The satellite images were acquired from Aug. 23 to 25 by instruments aboard Envisat and EOS Aqua, two satellites operated by the European Space Agency (ESA).
Perennial sea ice — thick ice that is normally present year-round and is not affected by the Arctic summer — had disappeared over an area bigger than the British Isles, ESA said.
Vast patches of ice-free sea stretched north of Svalbard, an archipelago lying midway between Norway and the North Pole, and extended deep into the Russian Arctic, all the way to the North Pole, the agency said in a press release.
"This situation is unlike anything observed in previous record low-ice seasons," said Mark Drinkwater of ESA's Oceans/Ice Unit.

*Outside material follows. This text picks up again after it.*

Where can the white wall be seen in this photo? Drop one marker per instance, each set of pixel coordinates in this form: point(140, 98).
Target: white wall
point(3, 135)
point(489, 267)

"It is highly imaginable that a ship could have passed from Spitzbergen or Northern Siberia through what is normally pack ice to reach the North Pole without difficulty."
Spitzbergen is one of the Svalbard islands, which are Norwegian.
Drinkwater added: "If this anomaly continues, the Northeast Passage, or 'Northern Sea Route,' between Europe and Asia will be open over longer intervals of time, and it is conceivable we might see attempts at sailing around the world directly across the summer Arctic Ocean within the next 10 to 20 years."
The images are from late summer. In the last weeks, what was open water has begun to freeze as the autumn air temperatures over the Arctic begin to fall, ESA said.
Regular satellite monitoring over the last 25 years shows that the northern polar ice cover has shrunk and thinned as global temperatures have risen.
But this year's images are unprecedented, and fierce storms that fragmented and scattered already thin pack ice may be to blame, the scientists believe.